National Aeronautics and Space Administration

Living With A Star

Targeted Research and Technology

Determination of solar wind correlation scales using upstream solar wind observations, the implications for space environment forecasting: how many spacecraft and where do we put them?

ROSES ID: NRA-00-OSS-01      Selection Year: 2001      

Program Element: Independent Investigation: LWS

Principal Investigator: Ruth M. Skoug

Affiliation(s): Los Alamos National Laboratory


Solar wind variations and transient events are the drivers of geomagnetic disturbances which can affect technological systems. A reliable space weather forecasting system will require monitoring of the solar wind conditions upstream of Earth, but the optimal location or locations for such monitoring have not yet been established. Previous and ongoing missions provide a great deal of multipoint data on the upstream solar wind.
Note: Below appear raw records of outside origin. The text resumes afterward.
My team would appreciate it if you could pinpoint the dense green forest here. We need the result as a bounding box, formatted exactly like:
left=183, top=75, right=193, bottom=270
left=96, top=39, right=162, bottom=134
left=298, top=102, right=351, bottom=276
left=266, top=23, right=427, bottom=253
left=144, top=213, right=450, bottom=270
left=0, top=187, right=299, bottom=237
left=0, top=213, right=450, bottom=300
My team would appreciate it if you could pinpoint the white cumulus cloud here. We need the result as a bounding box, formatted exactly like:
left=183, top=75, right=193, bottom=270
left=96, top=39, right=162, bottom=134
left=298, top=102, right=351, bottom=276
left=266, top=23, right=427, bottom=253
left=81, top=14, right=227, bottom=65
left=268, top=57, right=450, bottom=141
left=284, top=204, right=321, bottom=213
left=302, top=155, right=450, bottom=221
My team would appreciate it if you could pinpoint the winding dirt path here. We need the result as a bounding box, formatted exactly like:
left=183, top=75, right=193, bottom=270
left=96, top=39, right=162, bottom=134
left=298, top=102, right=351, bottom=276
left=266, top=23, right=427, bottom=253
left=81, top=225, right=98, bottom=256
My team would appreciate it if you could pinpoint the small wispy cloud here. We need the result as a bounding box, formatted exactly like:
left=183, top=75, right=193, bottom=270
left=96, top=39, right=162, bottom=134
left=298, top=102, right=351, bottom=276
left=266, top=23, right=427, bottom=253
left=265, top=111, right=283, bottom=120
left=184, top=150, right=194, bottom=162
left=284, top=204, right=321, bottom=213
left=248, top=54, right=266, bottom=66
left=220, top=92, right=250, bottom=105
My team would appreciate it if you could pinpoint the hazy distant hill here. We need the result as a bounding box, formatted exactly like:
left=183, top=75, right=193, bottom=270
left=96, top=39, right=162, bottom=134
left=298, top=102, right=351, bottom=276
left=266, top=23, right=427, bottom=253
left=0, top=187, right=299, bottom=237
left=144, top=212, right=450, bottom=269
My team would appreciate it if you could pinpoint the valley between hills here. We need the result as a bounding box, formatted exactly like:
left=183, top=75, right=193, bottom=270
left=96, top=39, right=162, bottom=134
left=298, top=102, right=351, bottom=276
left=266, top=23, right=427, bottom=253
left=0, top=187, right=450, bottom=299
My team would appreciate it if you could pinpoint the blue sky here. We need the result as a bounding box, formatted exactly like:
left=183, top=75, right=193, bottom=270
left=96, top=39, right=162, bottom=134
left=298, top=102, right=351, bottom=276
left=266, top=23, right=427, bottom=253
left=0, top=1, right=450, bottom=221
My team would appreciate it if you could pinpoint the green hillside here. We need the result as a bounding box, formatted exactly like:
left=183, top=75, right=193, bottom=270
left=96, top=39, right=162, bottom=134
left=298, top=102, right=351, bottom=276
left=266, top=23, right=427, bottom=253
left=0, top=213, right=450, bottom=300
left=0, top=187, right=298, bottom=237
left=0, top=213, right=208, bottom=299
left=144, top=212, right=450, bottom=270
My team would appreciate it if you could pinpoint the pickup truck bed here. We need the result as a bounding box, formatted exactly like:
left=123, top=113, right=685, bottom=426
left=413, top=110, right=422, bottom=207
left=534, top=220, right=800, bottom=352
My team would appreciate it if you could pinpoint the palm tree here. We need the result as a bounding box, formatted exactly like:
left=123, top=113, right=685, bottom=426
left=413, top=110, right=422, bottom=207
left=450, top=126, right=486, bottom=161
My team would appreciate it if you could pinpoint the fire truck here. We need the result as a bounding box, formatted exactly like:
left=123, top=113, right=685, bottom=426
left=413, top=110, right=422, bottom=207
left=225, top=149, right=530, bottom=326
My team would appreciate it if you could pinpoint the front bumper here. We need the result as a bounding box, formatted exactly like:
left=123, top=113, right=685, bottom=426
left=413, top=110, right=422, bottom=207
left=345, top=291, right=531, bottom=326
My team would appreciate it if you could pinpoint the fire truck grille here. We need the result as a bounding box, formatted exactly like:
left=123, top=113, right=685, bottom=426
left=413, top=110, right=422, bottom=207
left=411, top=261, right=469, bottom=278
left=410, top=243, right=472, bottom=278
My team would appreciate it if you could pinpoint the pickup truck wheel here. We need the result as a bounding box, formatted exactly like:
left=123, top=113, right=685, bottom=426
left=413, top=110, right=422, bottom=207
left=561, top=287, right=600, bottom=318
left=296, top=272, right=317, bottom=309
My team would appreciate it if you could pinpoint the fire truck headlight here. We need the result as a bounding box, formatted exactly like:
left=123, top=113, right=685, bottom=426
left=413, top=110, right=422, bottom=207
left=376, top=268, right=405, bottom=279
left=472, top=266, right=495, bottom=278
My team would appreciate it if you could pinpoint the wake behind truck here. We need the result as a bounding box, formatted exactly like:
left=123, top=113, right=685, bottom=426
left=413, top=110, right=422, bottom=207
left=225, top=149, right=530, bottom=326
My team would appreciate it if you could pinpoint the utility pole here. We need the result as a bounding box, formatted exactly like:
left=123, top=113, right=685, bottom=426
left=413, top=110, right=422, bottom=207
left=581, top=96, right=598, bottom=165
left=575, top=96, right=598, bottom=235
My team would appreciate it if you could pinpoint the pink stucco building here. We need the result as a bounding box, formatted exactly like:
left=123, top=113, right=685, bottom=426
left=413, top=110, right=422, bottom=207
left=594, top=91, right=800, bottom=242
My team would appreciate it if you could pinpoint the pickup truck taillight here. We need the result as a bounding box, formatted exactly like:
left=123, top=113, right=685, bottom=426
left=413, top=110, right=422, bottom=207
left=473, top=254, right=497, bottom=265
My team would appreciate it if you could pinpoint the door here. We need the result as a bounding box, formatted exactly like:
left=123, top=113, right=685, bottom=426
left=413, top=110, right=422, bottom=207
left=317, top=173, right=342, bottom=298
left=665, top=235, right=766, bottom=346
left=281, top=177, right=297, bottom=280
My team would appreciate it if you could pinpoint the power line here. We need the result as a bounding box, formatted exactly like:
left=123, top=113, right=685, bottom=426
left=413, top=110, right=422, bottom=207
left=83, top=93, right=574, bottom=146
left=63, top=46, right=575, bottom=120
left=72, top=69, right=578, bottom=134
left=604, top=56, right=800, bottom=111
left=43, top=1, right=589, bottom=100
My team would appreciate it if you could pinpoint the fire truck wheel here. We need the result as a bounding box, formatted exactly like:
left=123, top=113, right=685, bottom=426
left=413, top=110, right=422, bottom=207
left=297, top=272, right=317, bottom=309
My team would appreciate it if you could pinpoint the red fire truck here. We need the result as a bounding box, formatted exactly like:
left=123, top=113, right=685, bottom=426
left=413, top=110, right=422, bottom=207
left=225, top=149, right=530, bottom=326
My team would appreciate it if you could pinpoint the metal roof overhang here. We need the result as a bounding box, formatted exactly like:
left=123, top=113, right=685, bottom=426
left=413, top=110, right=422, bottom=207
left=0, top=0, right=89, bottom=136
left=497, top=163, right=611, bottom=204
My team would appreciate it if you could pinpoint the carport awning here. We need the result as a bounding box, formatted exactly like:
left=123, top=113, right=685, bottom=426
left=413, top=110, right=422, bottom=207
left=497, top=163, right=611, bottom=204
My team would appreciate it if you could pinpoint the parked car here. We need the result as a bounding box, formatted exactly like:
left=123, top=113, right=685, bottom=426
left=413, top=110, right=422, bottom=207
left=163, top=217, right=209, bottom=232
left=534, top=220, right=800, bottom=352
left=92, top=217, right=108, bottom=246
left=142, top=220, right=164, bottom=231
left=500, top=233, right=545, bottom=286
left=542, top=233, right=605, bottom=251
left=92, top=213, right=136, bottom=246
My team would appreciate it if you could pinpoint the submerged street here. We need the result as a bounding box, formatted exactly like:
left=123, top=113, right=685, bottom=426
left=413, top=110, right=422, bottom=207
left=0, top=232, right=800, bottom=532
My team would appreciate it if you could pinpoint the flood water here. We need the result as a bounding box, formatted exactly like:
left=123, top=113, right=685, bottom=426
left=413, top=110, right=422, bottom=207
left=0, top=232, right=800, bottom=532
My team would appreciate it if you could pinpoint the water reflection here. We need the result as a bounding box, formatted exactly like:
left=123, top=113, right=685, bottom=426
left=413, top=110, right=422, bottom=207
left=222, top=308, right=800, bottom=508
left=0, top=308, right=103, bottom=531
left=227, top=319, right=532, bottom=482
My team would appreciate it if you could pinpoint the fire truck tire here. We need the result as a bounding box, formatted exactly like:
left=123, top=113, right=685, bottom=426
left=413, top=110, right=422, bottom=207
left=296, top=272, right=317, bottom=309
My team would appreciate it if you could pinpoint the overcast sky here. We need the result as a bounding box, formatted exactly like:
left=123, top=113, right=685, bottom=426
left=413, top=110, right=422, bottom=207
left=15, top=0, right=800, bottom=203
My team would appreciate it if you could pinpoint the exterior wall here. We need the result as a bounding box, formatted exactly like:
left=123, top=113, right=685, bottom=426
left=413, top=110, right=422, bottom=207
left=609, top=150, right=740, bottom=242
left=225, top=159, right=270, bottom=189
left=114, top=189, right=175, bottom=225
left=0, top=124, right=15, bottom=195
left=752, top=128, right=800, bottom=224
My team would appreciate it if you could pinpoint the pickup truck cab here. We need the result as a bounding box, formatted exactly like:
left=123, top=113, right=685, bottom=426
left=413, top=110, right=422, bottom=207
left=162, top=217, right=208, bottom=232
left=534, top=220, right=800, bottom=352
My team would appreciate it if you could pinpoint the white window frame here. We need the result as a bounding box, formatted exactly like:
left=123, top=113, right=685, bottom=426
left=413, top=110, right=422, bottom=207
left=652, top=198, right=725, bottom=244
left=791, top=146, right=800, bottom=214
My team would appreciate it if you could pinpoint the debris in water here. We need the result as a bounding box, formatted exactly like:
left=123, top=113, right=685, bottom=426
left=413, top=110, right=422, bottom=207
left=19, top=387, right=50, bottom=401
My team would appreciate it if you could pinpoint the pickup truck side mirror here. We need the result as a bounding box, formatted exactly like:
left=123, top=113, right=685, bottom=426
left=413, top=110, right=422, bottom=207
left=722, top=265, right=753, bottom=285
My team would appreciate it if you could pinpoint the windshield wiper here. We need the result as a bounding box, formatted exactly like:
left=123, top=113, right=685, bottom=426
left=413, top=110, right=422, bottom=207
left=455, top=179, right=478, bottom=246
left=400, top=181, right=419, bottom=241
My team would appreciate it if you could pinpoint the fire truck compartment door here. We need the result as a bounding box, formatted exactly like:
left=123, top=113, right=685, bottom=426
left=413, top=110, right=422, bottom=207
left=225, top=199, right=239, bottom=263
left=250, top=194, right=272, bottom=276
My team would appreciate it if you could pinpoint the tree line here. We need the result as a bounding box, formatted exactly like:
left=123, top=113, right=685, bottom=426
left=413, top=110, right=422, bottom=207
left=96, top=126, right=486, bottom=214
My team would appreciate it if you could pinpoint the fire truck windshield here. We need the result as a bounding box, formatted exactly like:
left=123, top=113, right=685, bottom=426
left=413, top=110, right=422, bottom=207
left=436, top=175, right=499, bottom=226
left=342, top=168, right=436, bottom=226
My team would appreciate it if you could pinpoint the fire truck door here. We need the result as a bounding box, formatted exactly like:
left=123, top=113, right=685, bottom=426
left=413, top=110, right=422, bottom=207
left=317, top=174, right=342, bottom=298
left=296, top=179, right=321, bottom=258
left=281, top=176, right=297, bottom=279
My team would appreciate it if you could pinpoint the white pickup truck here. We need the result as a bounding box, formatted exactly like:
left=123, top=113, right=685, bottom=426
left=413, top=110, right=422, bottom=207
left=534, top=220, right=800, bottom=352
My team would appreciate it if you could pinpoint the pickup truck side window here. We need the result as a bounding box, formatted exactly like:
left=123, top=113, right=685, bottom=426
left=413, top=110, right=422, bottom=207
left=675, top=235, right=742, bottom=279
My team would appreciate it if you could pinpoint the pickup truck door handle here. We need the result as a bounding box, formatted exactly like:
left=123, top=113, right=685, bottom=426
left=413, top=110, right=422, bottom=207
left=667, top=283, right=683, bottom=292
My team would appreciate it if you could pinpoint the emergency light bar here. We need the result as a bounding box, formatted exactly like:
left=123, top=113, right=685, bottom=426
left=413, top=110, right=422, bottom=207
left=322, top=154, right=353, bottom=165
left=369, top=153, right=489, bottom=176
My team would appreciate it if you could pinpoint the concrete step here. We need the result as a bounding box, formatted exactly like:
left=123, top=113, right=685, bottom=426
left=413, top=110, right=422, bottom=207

We will used these data sets to address a number of questions concerning the positioning of a solar wind monitor, including: Over what distance can an upstream monitor reliably predict behavior at a downstream monitor under various solar wind flow conditions? Can a single point monitor provide adequate determination of the orientation of solar wind fronts? A number of existing studies have examined the linear correlation coefficient between pairs of spacecraft, but this technique is a poor indicator of agreement whenever conditions are not rapidly changing. We propose to develop new tools for relating the measurements at multiple upstream spacecraft, including measurements from three spacecraft.